Ross Newton works for the think tank Our Scottish Future on creating a positive case for devolution and co-operation within the UK.
Kate Forbes billed this as a “budget of choices”. Instead, it was a budget of zero choices. Rather than grasp the thistle of change, the meter was fed, the show trundles on and tomorrow will be the same as yesterday.
The budget meets the SNP/Green objectives. The void of choice means few boats have been rocked and less enemies made. SNP and Green MSPs will also be able to proudly announce that they delivered a pay rise for social care workers. Beneath the headline, the pay rise couldn’t buy a Dairy Milk.
There was £45bn rattling around Forbes’ piggybank. More than enough money to begin setting out a vision for Scotland. It’s important to appreciate the impact and cost of Covid on public services, but that excuse would hold more weight if the SNP hadn’t been as equally cautious in pre-Covid budgets. Instead of big bold bets Scotland got stale continuity and cowardice. In taxes, the bands for higher earners was frozen, drawing marginally more people into higher rates of tax. Councils were left to decide how much to raise council tax – a tax the SNP promised to “scrap” fourteen years ago. It will be local councils – who have faced years of Holyrood austerity – that take the flak. Meanwhile, there was record funding for health with no promise of reform.
However, we should not make an enemy of progress. The doubling of the Scottish Child Payment to lift thousands of children out of poverty is morally right and demonstrates devolution in action. What it doesn’t do is reach the Scottish Government’s own targets on child poverty. They could go further, faster if they wanted. We should not make an enemy of ambition either.
Unfortunately, even that overdue progress must be caveated. The SNP’s recent enthusiasm for actually using devolved social security powers is welcome. But if the use of these powers comes at the cost of innovation in other policy areas then progress may be slower than expected. Put more bluntly, if the Scottish Government’s new strategy is to use Social Security Scotland as a quick fixer of moral and policy failures, rather than doing the hard work of tackling the attainment gap or growing the economy, then we may benefit in the short term but decline in the long term.
Big decisions are approaching Scotland and indeed the wider world. If we don’t make them then they will be made for us. From climate change, the development of automation and AI, the impact of technology on public services the economy and education, to issues of identity, the challenges are there, the opportunities waiting for those who have the guts to grasp them.

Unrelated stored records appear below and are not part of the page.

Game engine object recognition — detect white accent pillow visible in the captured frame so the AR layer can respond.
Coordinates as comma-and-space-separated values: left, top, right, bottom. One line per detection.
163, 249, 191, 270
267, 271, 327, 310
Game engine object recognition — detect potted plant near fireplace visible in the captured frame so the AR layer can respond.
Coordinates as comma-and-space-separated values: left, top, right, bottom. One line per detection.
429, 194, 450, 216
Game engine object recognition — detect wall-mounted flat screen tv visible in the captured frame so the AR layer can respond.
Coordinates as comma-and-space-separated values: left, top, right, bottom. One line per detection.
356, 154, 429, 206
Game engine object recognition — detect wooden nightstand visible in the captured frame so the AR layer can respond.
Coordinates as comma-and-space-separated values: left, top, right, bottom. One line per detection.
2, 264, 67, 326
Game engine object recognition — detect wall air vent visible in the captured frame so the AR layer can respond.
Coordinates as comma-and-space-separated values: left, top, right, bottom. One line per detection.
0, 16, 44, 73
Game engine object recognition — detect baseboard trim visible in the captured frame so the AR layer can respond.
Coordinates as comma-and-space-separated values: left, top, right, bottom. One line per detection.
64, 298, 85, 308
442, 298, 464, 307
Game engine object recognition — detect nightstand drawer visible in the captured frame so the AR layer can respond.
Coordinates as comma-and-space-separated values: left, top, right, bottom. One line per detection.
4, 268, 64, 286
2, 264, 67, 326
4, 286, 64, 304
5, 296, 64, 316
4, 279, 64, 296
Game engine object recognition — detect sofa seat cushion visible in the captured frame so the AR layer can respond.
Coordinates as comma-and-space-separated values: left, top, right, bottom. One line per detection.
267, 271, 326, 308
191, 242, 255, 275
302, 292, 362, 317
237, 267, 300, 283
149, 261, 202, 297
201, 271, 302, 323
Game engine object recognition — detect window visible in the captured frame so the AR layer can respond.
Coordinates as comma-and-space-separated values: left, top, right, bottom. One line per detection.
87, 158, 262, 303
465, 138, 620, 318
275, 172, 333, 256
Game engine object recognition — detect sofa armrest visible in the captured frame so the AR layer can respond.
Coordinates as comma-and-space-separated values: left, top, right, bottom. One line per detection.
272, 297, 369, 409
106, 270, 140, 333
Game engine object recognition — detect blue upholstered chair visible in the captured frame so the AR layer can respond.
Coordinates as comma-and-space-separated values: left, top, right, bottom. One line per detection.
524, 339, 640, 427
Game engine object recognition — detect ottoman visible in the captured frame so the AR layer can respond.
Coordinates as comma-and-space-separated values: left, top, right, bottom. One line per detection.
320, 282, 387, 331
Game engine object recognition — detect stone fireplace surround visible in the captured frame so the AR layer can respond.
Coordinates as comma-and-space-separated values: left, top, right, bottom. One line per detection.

That is the challenge for our opposition parties – to show they can lead the agenda and prove they have the big ideas and the energy to make the decisions that will see Scotland prosper in a new, rapidly changing decade.
The SNP say that Scotland will only reach its potential when we separate from the rest of the UK. The positive argument that the opposition parties should make is that Scotland can realize its potential when we have a party in government with the boldness and curiosity of change makers. Until then, we face groundhog day budgets, where numbers switch columns but fundamentally nothing changes.
In the first episode of the Blair & Brown documentary, Blair says, “the single most important thing -always- in politics, is to have the initiative. For the agenda, the dominating agenda, to be the one you set”.
The SNP have set the agenda for fourteen years. It’s time opposition parties looked to the future and set a new one.